Celebrating Ada Lovelace Day last week was much Ada about nothing. Julian Sanchez says:
I love the idea behind Ada Lovelace Day: Celebrating the neglected contributions of women in science and technology in order to encourage young women to pursue careers in stereotypically male fields where, all too often, a “boys club” environment continues to reign. But I really wish this effort could pick a better mascot than Ada Lovelace, a figure of no real importance to the history of computing, whose fame rests largely on her one and only paper, which regurgitated and popularized the ideas of a man.
Lovelace is frequently hailed as the “first computer programmer,” which is true in approximately the same sense that William Shatner is the “first starship captain.” That is: Lovelace published an algorithm written for her by Charles Babbage, which could have computed a sequence of Bernoulli numbers on Babbage’s never-constructed Analytic Engine. The original ideas in the paper are Babbage’s, and the paper — a translation from French of an Italian mathematician’s lecture on the Engine, followed by a much lengthier series of explanatory notes — was written with his close collaboration.

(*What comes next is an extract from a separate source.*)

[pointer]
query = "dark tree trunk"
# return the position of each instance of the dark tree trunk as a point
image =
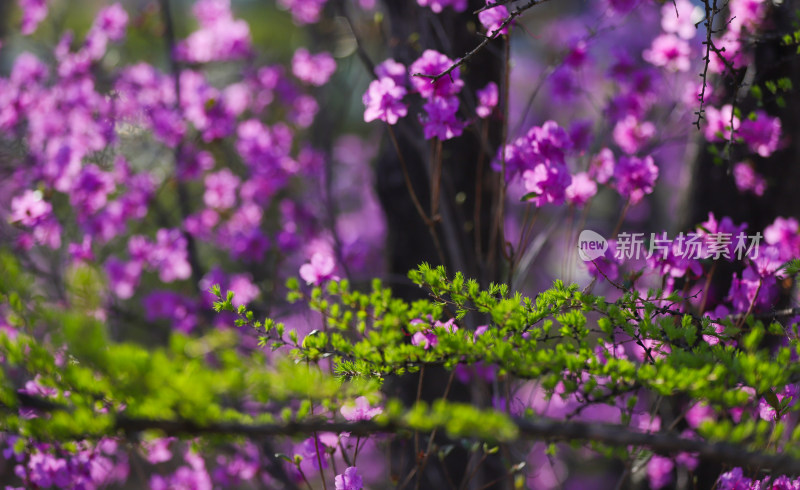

Marie Curie could not be reached for comment.
Ada understood the significance of the Analytical Engine better than did 99.999% of people either of her own era or of the next 75 years or so, and was a good explicator of this significance.
In our time, people with this skill set sometimes make hundreds of millions of dollars as venture capitalists and/or marketeers.
If Xerox PARC had had someone with Ada’s skillset around, in a position with organizational power, the history of the computer industry would have been quite different.